The Ocean at the End of the Lane

By Neil Gaiman

Sussex, England. A middle-aged man returns to his childhood home to attend a funeral. Although the house he lived in is long gone, he is drawn to the farm at the end of the road, where, when he was seven, he encountered a most remarkable girl, Lettie Hempstock, and her mother and grandmother. He hasn’t thought of Lettie in decades, and yet as he sits by the pond (a pond that she’d claimed was an ocean) behind the ramshackle old farmhouse, the unremembered past comes flooding back. And it is a past too strange, too frightening, too dangerous to have happened to anyone, let alone a small boy.

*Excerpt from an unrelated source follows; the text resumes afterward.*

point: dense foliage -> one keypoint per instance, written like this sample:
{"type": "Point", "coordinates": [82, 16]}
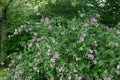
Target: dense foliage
{"type": "Point", "coordinates": [75, 50]}
{"type": "Point", "coordinates": [61, 40]}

Forty years earlier, a man committed suicide in a stolen car at this farm at the end of the road. Like a fuse on a firework, his death lit a touchpaper and resonated in unimaginable ways. The darkness was unleashed, something scary and thoroughly incomprehensible to a little boy. And Lettie—magical, comforting, wise beyond her years—promised to protect him, no matter what.

Another wonderful Gaiman masterpiece. Beautiful, imaginative, and melancholy….all the notes he so regularly hits with each book.

I read The Graveyard Book a few months back, which was less frightening and a bit more humorous than The Ocean at the End of the Lane, which is also features a child protagonist. The Ocean at the End of the Lane is just all sorts of creepy and scary for me, a big wuss.

Overall this was a quick, engrossing read that I’m glad I wasn’t reading all by myself at night!

Hard to talk about this one without giving away any of the magic, so just go read it!